Law360 (January 8, 2020, 2:20 PM EST) — A group of lawyers suing Jones Day for gender bias shot back at the firm’s sanctions bid Tuesday, rejecting the position that they didn’t investigate their claims before filing suit and arguing they have six reasons to believe the BigLaw powerhouse underpays women associates.

Responding to Jones Day’s recent call for Rule 11 sanctions, the plaintiffs argued the firm was cherry-picking facts from their complaint and using “misleading caricatures” of their case as unsupported by facts. At the same time, Jones Day is fighting to keep its salary and performance review data out of their hands.

“This information regarding associate compensation, which could conclusively prove or disprove plaintiffs’ allegations regarding systemic disparities in pay, is jealously guarded within the custody and control” of Jones Day, according to the motion.

“Plaintiffs’ pay claims thus present the archetypal situation contemplated by Rule 11 in which a party has good reason to believe an allegation while also requiring discovery to confirm that belief.”

The plaintiffs say that Jones Day fosters a sexist “bro” culture and uses a secretive compensation system that undercuts female lawyers in pay and professional development. The lawyers, who have asked the court to let them move forward as a conditionally certified collective action, also claim that the firm pushes women out when they have children.

Jones Day has vigorously denied the assertions and argued that it should not have to hand over in discovery a sweeping set of compensation data and performance reviews from all Jones Day offices in the U.S. At a December hearing, U.S. District Judge Randolph Moss voiced some skepticism that the plaintiffs couldn’t get at least some of their desired information from other sources, but said he would wait on deciding the discovery questions until after the pleading stage.

In their Tuesday filing, the women said they had six independent reasons for believing that women at Jones Day are paid less than men and had met the “modest” Rule 11 requirements for evidentiary support for claims.
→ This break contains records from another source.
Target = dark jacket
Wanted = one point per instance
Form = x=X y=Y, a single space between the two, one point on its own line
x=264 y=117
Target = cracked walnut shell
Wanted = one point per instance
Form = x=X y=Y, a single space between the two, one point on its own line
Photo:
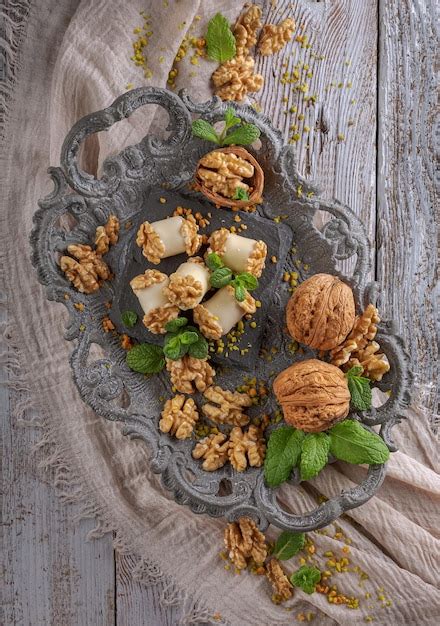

They included their own experiences with “widespread hostility, harassment, and gender bias” and their inference that biased performance evaluations led to pay disparities.

The plaintiffs are also aware that Jones Day’s “pay secrecy policy openly works to undermine the laws of at least two states, which guarantee employees the right to discuss their compensation openly,” according to the motion.

“People should ask what Jones Day is hiding by refusing to release its pay data,” said plaintiffs counsel Russell Kornblith. “The brief sets out good reasons to believe that the data will reveal gender-based disparities in pay. Why won’t Jones Day let us see it?”

Counsel for Jones Day did not immediately respond to a request for comment.

The plaintiffs are represented by Deborah K. Marcuse, Kate Mueting, Paul Blankenstein, David W. Sanford and Russell L. Kornblith of Sanford Heisler Sharp LLP.

Jones Day is represented in-house by Terri L. Chase, Mary Ellen Powers, Yaakov Roth and Beth Heifetz.

The case is Tolton et al. v. Jones Day, case number 1:19-cv-00945, in the U.S. District Court for the District of Columbia.